Capabilities. Physical or nonphysical abilities that support the application of skills, assessed based on human levels of performance required to perform work activities. Nonphysical capabilities include cognitive (e.g., natural language, logical reasoning, creativity, and navigation) and social and emotional capabilities.
Generative AI. Applications of AI that take unstructured data as inputs and generate unstructured data through foundation models (i.e., large artificial neural networks trained on vast amounts of varied data).
Nonphysical work. Work that involves cognitive or social/emotional capabilities rather than physical movement, such as problem-solving, information processing, creating, or collaborating with others.
Occupations. A set of jobs that share similar tasks or work activities that can be described in terms of their skills, work contexts, and other qualifications. In the United States, occupations are formally classified using the Standard Occupational Classification system, maintained by the Bureau of Labor Statistics.

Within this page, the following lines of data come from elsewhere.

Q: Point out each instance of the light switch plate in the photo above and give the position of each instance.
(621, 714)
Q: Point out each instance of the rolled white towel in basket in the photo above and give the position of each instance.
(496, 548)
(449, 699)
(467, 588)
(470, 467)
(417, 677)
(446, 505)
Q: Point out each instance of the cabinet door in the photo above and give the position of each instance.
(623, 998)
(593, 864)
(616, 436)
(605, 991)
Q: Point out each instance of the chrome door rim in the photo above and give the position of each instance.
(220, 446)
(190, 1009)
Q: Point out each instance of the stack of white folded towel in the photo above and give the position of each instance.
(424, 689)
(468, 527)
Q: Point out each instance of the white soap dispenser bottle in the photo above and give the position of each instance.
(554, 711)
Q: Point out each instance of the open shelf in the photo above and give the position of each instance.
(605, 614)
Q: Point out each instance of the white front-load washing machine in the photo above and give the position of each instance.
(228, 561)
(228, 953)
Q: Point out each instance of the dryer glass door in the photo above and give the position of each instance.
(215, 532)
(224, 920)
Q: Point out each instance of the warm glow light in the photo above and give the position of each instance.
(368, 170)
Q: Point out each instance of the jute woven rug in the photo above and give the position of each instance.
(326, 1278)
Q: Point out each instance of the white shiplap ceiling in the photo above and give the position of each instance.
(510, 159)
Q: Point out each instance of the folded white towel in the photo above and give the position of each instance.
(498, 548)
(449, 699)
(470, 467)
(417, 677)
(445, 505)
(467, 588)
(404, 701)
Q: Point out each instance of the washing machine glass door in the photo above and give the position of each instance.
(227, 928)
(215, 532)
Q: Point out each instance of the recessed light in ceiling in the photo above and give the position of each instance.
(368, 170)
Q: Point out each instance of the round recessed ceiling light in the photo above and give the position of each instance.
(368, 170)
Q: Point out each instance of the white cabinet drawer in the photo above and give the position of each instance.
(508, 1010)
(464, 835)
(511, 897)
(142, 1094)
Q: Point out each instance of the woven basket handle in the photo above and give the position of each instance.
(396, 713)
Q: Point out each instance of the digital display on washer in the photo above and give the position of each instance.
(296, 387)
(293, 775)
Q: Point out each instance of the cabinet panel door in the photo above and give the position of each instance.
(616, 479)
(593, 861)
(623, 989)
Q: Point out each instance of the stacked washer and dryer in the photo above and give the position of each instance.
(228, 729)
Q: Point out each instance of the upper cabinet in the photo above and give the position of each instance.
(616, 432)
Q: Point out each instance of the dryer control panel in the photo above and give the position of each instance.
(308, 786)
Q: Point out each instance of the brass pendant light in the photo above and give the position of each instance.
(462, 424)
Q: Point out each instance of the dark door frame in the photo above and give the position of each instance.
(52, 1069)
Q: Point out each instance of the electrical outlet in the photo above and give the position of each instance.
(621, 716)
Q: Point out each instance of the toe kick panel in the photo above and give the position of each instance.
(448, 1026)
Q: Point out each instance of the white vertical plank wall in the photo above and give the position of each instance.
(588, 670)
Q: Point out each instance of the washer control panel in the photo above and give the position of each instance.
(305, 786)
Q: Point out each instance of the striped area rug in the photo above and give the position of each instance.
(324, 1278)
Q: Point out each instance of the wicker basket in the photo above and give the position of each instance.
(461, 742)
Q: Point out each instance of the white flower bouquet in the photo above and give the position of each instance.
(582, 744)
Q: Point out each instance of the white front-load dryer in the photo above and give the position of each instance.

Physical work. Work that involves direct interaction with the physical world, requiring motion-based capabilities such as gross motor skills, fine motor skills, and mobility. These tasks typically include operating or moving objects, tools, or machinery; assembling or positioning materials; and performing actions that depend on human strength or dexterity.
Robots. Machines that perform work activities in the physical world, augmenting or substituting a person’s physical capabilities (i.e., gross motor skills, fine motor skills, or mobility).
Skills. Knowledge, competencies, and attributes that people deploy to perform work activities, often acquired through formal education, training, or work experience. Lightcast and ESCO provide a market-driven classification system for skills.
Technical automation potential. The share of work hours that theoretically could be automated with certain levels of technical capabilities. We assessed the technical automation potential across the US economy through an analysis of the detailed work activities of each occupation. We used databases published by the US Bureau of Labor Statistics and O*NET to break down about 800 occupations into approximately 2,000 activities, and we determined the capabilities needed for each activity based on how humans currently perform them at work.
Work activities. Observable work behavior that represents what people do to accomplish the objectives of an occupation. In the United States, activities are formally classified by O*NET into detailed work activities (DWAs).
Workflows. A structured sequence of work activities that collectively advance work toward a defined goal, guided by processes (e.g., rules, dependencies, information flows) and involving people and technologies.